Magic Link security


I am wondering how secure is the email magic link solution. It is said in the doucmentation that :
With magic link transactions, both the initial request and its response must take place in the same browser or the transaction will fail .

  • Does it mean that if i click on the link in the same type of browser on an other computer (Chrome on both sides), the link will actually not allow me to be authentificate ?
  • If so, how does this work ? Are the request ip and receiver ip compared ?

This could be a good alternative to the SMS OTP

Thank you

1 Like

Hi @Singtah,

Welcome back to the community.

No, this should not work. Passwordless magic link uses a state parameter to keep track of the transaction. The request from the email opening must come from the same browser.

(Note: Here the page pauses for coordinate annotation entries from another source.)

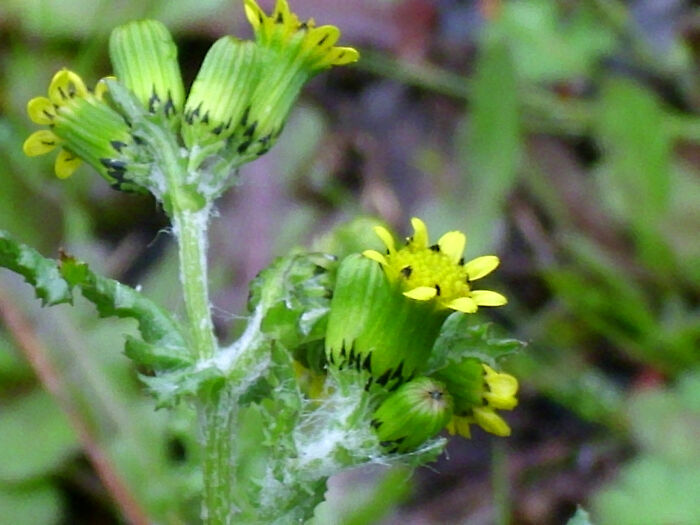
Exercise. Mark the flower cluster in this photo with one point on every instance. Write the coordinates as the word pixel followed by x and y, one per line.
pixel 384 322
pixel 236 109
pixel 83 125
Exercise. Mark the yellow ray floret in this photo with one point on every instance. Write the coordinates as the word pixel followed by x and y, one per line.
pixel 437 272
pixel 499 394
pixel 65 87
pixel 283 29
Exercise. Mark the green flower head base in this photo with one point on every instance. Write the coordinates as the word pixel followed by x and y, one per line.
pixel 82 125
pixel 415 412
pixel 282 31
pixel 477 404
pixel 437 272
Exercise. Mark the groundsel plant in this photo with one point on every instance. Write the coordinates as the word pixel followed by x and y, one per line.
pixel 346 359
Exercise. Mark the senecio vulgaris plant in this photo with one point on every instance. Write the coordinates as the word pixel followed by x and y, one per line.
pixel 345 360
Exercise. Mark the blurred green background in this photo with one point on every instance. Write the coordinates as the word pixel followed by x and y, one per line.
pixel 561 135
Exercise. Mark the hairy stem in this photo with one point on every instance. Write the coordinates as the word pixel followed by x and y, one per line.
pixel 190 217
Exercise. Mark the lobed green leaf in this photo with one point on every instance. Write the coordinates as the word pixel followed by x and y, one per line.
pixel 37 270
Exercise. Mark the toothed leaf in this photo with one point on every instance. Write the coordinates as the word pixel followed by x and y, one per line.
pixel 42 273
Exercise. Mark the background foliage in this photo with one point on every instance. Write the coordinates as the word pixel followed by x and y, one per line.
pixel 563 136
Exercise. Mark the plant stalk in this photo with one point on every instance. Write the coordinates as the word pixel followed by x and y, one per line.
pixel 216 409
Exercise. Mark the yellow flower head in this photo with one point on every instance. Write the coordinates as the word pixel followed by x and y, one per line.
pixel 283 30
pixel 438 271
pixel 84 126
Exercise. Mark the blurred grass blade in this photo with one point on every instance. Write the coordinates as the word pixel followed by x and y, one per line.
pixel 493 140
pixel 636 175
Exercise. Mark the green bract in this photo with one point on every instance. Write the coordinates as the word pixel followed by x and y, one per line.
pixel 214 109
pixel 416 412
pixel 372 326
pixel 144 57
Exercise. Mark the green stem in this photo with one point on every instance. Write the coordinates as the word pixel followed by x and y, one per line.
pixel 191 230
pixel 190 216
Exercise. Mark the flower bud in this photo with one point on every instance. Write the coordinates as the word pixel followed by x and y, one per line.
pixel 85 128
pixel 414 413
pixel 293 52
pixel 144 58
pixel 478 391
pixel 374 327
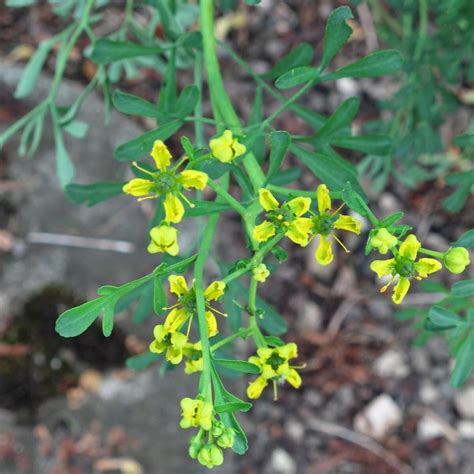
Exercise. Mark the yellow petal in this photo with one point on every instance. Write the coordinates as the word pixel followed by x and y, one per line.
pixel 163 239
pixel 138 187
pixel 324 255
pixel 299 231
pixel 299 206
pixel 174 209
pixel 214 291
pixel 348 223
pixel 383 267
pixel 409 248
pixel 324 200
pixel 267 200
pixel 175 319
pixel 161 155
pixel 400 290
pixel 294 379
pixel 425 266
pixel 193 179
pixel 263 231
pixel 211 324
pixel 255 389
pixel 178 285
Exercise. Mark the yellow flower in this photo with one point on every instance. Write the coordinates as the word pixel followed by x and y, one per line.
pixel 170 341
pixel 226 148
pixel 261 272
pixel 456 259
pixel 383 240
pixel 196 413
pixel 164 238
pixel 194 362
pixel 323 224
pixel 166 182
pixel 405 266
pixel 185 308
pixel 286 218
pixel 274 365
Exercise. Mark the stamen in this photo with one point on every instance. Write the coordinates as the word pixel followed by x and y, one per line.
pixel 147 197
pixel 186 200
pixel 341 244
pixel 142 169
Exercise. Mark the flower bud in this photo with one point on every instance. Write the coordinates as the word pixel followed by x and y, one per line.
pixel 456 259
pixel 211 456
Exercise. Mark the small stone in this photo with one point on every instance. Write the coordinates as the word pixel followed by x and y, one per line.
pixel 281 463
pixel 464 401
pixel 466 429
pixel 310 319
pixel 391 364
pixel 295 430
pixel 381 416
pixel 428 393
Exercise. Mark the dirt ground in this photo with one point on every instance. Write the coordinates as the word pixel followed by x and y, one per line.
pixel 70 407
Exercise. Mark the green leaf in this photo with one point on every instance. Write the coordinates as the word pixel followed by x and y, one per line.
pixel 143 144
pixel 238 366
pixel 342 117
pixel 370 144
pixel 296 76
pixel 92 194
pixel 466 240
pixel 29 78
pixel 133 105
pixel 142 361
pixel 279 144
pixel 443 318
pixel 379 63
pixel 64 167
pixel 464 361
pixel 463 289
pixel 106 51
pixel 300 56
pixel 76 320
pixel 336 35
pixel 231 407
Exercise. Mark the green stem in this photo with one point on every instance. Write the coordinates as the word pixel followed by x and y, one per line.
pixel 225 196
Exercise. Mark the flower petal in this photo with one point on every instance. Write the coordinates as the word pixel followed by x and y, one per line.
pixel 178 285
pixel 174 209
pixel 383 267
pixel 348 223
pixel 193 179
pixel 299 206
pixel 400 290
pixel 161 155
pixel 138 187
pixel 409 248
pixel 324 200
pixel 425 266
pixel 255 389
pixel 214 291
pixel 324 255
pixel 267 200
pixel 263 231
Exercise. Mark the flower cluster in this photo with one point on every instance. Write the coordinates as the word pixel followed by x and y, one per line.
pixel 290 219
pixel 275 367
pixel 197 413
pixel 168 336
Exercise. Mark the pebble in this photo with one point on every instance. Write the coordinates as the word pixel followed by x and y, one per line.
pixel 281 463
pixel 381 416
pixel 464 401
pixel 310 318
pixel 391 364
pixel 466 429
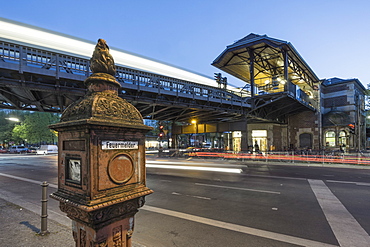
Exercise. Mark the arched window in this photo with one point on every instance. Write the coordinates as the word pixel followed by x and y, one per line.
pixel 330 139
pixel 305 140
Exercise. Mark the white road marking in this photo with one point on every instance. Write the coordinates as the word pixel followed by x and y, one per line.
pixel 345 227
pixel 238 188
pixel 199 197
pixel 347 182
pixel 238 228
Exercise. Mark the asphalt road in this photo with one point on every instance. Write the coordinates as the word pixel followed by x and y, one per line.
pixel 253 204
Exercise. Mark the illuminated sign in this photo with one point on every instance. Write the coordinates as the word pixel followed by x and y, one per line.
pixel 107 145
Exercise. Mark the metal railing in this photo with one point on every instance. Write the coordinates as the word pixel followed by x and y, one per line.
pixel 50 63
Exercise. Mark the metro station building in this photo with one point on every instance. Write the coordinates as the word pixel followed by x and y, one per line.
pixel 290 107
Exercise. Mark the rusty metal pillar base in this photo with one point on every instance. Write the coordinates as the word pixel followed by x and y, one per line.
pixel 115 234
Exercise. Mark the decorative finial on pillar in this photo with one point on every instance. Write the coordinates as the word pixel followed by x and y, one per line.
pixel 103 68
pixel 101 60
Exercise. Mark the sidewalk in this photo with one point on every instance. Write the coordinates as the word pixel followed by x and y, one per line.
pixel 20 227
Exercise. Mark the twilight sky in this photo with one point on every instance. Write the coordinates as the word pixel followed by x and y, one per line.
pixel 332 36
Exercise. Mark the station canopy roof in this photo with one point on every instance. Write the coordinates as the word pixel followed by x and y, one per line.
pixel 268 59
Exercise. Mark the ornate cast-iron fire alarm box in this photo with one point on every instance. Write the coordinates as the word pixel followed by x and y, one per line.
pixel 101 163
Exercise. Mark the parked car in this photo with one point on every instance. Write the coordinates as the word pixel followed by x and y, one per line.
pixel 47 149
pixel 3 150
pixel 17 149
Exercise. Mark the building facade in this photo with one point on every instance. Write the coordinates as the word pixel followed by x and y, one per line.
pixel 291 108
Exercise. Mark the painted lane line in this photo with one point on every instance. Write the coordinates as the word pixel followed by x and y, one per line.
pixel 198 197
pixel 196 168
pixel 238 228
pixel 237 188
pixel 348 182
pixel 344 226
pixel 27 180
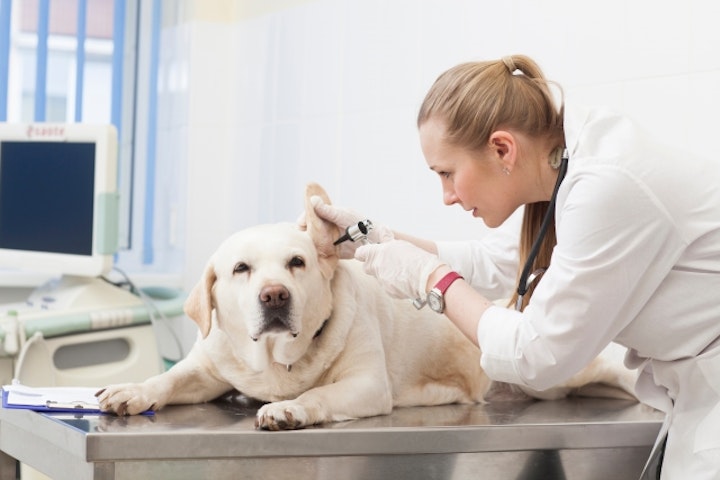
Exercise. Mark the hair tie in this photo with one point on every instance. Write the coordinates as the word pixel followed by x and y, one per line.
pixel 510 64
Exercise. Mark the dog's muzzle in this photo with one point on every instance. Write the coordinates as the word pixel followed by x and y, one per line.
pixel 275 303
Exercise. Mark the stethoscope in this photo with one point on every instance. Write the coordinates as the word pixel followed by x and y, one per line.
pixel 527 278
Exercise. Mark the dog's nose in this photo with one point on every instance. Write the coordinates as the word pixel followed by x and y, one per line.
pixel 274 296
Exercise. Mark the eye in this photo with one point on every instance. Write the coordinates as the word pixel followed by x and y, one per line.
pixel 241 267
pixel 296 262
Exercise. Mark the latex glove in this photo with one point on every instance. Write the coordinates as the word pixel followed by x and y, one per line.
pixel 343 218
pixel 401 267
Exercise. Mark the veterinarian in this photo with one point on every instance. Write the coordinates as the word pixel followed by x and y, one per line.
pixel 630 252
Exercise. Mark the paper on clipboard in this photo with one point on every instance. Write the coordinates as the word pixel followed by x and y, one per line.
pixel 51 399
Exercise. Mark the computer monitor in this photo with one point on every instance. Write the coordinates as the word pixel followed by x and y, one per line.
pixel 58 198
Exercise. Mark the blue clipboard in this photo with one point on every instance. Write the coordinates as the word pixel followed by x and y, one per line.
pixel 53 406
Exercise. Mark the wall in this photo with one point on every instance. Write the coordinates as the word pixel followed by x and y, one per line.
pixel 282 93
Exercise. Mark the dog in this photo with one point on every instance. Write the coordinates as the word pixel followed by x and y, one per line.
pixel 281 319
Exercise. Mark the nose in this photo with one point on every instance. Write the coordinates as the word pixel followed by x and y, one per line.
pixel 274 296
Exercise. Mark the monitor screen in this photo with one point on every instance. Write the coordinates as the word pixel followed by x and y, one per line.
pixel 58 198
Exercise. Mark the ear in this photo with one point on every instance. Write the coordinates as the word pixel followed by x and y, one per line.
pixel 322 232
pixel 199 304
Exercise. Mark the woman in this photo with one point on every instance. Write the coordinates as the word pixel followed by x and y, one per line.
pixel 632 248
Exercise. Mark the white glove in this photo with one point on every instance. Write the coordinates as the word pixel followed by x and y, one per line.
pixel 400 267
pixel 343 218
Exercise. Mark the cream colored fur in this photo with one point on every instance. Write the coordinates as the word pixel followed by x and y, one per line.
pixel 282 320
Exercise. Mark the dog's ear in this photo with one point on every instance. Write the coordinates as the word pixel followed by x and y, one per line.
pixel 323 233
pixel 199 304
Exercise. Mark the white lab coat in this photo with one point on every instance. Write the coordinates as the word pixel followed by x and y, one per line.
pixel 638 262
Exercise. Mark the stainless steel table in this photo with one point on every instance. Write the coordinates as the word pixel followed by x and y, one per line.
pixel 577 438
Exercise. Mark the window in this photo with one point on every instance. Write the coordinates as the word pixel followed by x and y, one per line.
pixel 93 61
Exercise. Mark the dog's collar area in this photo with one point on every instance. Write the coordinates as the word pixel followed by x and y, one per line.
pixel 317 334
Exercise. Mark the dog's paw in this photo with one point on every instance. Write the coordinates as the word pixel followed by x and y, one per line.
pixel 286 415
pixel 126 399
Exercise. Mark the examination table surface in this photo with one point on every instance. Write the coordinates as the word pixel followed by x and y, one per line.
pixel 575 438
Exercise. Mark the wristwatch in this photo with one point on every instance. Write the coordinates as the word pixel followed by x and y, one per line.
pixel 435 298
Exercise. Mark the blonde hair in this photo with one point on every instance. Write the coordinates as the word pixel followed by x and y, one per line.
pixel 473 100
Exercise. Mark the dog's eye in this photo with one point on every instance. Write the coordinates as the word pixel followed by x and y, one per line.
pixel 241 267
pixel 296 262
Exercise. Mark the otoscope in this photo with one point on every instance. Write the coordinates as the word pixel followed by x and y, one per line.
pixel 355 232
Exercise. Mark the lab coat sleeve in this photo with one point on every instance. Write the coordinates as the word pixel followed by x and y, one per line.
pixel 490 265
pixel 616 243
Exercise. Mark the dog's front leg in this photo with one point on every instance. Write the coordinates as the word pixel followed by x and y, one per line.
pixel 189 381
pixel 362 395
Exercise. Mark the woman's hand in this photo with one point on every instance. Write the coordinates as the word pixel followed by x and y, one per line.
pixel 344 218
pixel 400 267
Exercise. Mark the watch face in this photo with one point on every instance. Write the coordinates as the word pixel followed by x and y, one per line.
pixel 435 302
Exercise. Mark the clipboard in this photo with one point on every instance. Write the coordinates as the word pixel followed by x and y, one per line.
pixel 53 399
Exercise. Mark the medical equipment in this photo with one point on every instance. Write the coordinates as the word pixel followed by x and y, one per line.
pixel 356 233
pixel 59 199
pixel 527 278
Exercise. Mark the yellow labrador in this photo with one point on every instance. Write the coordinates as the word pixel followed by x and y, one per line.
pixel 283 320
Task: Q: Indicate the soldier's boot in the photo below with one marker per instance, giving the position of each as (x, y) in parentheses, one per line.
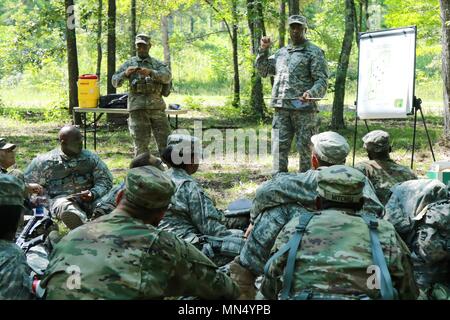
(71, 219)
(244, 278)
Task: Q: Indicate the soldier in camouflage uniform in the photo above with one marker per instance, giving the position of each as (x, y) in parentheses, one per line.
(109, 201)
(381, 170)
(301, 72)
(124, 256)
(420, 212)
(285, 196)
(8, 159)
(192, 215)
(336, 248)
(146, 77)
(14, 271)
(73, 178)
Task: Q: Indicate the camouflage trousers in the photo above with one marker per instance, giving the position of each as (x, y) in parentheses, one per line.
(289, 123)
(267, 226)
(142, 123)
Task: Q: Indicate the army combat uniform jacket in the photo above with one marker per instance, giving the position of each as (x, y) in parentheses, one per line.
(384, 174)
(14, 273)
(61, 175)
(276, 202)
(297, 69)
(120, 257)
(144, 93)
(334, 258)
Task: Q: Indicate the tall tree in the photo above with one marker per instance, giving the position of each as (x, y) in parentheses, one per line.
(111, 44)
(99, 37)
(337, 119)
(133, 28)
(165, 40)
(234, 41)
(233, 34)
(294, 7)
(282, 24)
(257, 31)
(445, 18)
(72, 57)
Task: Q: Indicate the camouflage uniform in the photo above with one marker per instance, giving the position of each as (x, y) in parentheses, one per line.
(192, 216)
(383, 173)
(145, 102)
(108, 202)
(335, 252)
(62, 176)
(278, 200)
(420, 212)
(297, 69)
(120, 257)
(14, 272)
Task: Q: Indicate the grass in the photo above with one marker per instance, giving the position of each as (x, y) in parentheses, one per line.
(224, 181)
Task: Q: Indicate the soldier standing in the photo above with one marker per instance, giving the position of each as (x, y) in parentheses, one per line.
(147, 78)
(301, 73)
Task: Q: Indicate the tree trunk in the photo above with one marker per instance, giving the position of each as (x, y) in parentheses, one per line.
(72, 58)
(257, 30)
(99, 38)
(294, 7)
(111, 44)
(282, 25)
(165, 40)
(192, 24)
(445, 18)
(234, 42)
(337, 119)
(133, 28)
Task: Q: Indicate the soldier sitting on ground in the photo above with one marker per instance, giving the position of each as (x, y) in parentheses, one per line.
(109, 201)
(73, 178)
(14, 271)
(124, 256)
(420, 212)
(192, 215)
(8, 159)
(338, 252)
(381, 170)
(280, 199)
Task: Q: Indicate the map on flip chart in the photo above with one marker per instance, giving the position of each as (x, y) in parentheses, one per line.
(386, 74)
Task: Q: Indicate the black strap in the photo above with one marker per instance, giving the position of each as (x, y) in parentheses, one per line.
(386, 287)
(292, 246)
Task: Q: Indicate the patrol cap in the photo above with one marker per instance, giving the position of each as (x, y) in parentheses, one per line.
(376, 141)
(12, 191)
(330, 147)
(297, 19)
(143, 38)
(148, 187)
(4, 145)
(341, 183)
(184, 141)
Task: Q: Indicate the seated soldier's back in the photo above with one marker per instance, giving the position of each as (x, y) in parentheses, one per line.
(384, 174)
(335, 254)
(111, 254)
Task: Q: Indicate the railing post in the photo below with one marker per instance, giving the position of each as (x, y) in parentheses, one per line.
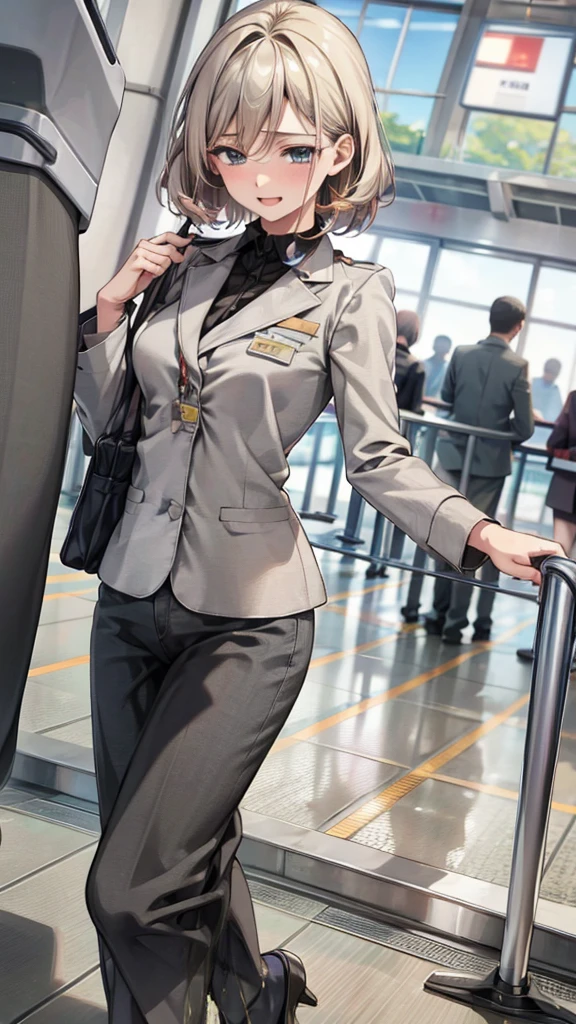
(515, 488)
(467, 464)
(336, 476)
(354, 519)
(509, 990)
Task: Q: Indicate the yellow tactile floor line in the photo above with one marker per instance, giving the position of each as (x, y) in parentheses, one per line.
(69, 593)
(71, 663)
(393, 794)
(395, 691)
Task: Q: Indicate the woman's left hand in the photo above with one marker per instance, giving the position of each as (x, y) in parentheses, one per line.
(510, 552)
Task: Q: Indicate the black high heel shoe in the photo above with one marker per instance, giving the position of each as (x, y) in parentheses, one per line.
(296, 989)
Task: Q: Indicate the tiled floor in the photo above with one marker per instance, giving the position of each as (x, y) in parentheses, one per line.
(379, 701)
(359, 969)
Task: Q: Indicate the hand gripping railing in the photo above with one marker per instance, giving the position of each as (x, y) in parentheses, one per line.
(509, 990)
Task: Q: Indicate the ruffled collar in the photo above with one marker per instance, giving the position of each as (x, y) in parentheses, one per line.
(290, 249)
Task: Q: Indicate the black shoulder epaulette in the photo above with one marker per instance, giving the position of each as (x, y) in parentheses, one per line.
(340, 258)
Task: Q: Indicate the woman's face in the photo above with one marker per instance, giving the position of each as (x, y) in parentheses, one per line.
(285, 180)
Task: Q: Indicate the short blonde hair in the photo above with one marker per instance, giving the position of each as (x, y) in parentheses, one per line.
(272, 51)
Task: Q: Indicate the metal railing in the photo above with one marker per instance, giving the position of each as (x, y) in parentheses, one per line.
(509, 990)
(386, 545)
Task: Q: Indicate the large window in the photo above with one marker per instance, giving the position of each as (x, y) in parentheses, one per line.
(525, 143)
(406, 47)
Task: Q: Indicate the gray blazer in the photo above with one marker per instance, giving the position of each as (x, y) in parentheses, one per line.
(208, 505)
(487, 386)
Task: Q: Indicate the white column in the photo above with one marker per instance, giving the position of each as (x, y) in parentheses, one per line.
(157, 45)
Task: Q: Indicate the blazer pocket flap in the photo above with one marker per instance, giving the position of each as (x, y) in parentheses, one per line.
(275, 514)
(134, 495)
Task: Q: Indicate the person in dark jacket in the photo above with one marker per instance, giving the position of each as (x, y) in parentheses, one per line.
(562, 493)
(487, 386)
(410, 373)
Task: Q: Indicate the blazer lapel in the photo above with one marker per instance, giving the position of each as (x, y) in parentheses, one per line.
(199, 291)
(289, 296)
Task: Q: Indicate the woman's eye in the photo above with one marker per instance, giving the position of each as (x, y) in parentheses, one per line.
(298, 154)
(228, 156)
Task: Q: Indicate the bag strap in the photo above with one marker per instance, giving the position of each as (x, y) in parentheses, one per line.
(153, 296)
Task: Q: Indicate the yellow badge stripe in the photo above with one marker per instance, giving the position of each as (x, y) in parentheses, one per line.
(189, 413)
(295, 324)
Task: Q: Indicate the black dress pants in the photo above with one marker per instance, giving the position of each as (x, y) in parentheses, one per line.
(184, 708)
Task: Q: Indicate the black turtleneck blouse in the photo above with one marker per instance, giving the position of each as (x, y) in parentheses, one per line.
(260, 261)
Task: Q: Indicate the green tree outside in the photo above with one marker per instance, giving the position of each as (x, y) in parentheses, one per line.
(500, 140)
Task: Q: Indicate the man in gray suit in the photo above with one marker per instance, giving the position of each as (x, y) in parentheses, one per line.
(487, 386)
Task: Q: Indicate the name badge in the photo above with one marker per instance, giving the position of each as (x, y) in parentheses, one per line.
(272, 349)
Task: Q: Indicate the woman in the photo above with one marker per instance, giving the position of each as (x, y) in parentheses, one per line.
(562, 493)
(204, 627)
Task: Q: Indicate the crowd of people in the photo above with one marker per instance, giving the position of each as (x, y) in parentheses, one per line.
(487, 384)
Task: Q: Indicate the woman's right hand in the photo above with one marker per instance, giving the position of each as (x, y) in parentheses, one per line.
(151, 258)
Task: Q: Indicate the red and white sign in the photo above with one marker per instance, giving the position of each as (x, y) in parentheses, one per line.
(519, 72)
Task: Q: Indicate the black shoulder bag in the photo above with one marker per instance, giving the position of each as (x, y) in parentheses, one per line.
(101, 500)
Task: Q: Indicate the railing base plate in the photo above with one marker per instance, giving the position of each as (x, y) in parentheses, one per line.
(491, 994)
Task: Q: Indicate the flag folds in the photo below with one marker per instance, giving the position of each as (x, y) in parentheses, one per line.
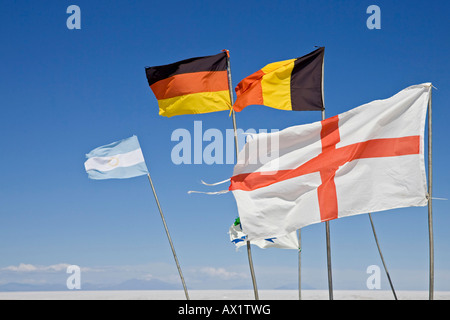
(368, 159)
(191, 86)
(118, 160)
(295, 84)
(239, 238)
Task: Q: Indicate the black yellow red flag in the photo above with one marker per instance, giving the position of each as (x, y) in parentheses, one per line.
(295, 84)
(191, 86)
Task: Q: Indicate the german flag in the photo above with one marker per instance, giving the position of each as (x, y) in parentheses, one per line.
(191, 86)
(295, 84)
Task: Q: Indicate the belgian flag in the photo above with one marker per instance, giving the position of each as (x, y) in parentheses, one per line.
(295, 84)
(191, 86)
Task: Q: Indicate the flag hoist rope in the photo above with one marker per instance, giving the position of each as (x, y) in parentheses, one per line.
(249, 252)
(168, 236)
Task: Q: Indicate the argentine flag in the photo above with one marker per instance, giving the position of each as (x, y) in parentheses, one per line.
(118, 160)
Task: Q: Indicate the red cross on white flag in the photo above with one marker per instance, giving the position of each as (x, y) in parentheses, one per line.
(368, 159)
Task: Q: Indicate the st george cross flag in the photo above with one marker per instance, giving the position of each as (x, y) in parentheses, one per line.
(118, 160)
(239, 238)
(368, 159)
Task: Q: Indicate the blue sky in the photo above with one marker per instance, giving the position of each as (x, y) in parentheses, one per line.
(65, 92)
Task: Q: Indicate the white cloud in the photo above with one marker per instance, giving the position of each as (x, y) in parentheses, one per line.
(222, 273)
(24, 267)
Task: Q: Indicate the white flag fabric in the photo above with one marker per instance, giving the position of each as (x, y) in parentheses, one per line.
(118, 160)
(239, 238)
(368, 159)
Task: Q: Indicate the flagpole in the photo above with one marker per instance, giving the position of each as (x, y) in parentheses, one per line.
(381, 255)
(249, 250)
(299, 265)
(168, 236)
(430, 210)
(327, 231)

If you switched the browser it would not have a correct state and would throw an invalid state error.

Hope this helps,

1 Like

hi @dan.woda,

Thank you for your answer.
Ok that sounds good! Do you have any documentations on the different parameters that are held in the state ?

I am trying to figure out whether the Magic Link is a Knowledge or a Possession factor. It’s not a simple question but you might already have an answer :slight_smile:

Thank you for your help.


Email isn’t typically going to work as a second factor in addition to a password if that is what you are thinking.

Since passwords are reset via email, password and email magic link would boil down to a single factor. For example, a bad actor with access to a user’s email account could reset the password via email and click the magic link, all in one go. They would not need more than the user’s email account, which may be protected via a single weak or compromised password anyways.

Check out this line from our email mfa docs:

Note that Email is not true multi-factor authentication (MFA) as it does not represent a different factor than the password. It does not represent ‘something I have’ or ‘something I am’, but rather just another ‘something I know’ (the email password). It is also weaker than other factors, in that it’s only as secure as the email itself (e.g. is it encrypted end-to-end?).

If you are looking for security, authenticator apps are a good solution.

If you talk a little bit more about your setup and concerns we can try and work through a solution that works for you.

This topic was automatically closed 14 days after the last reply. New replies are no longer allowed.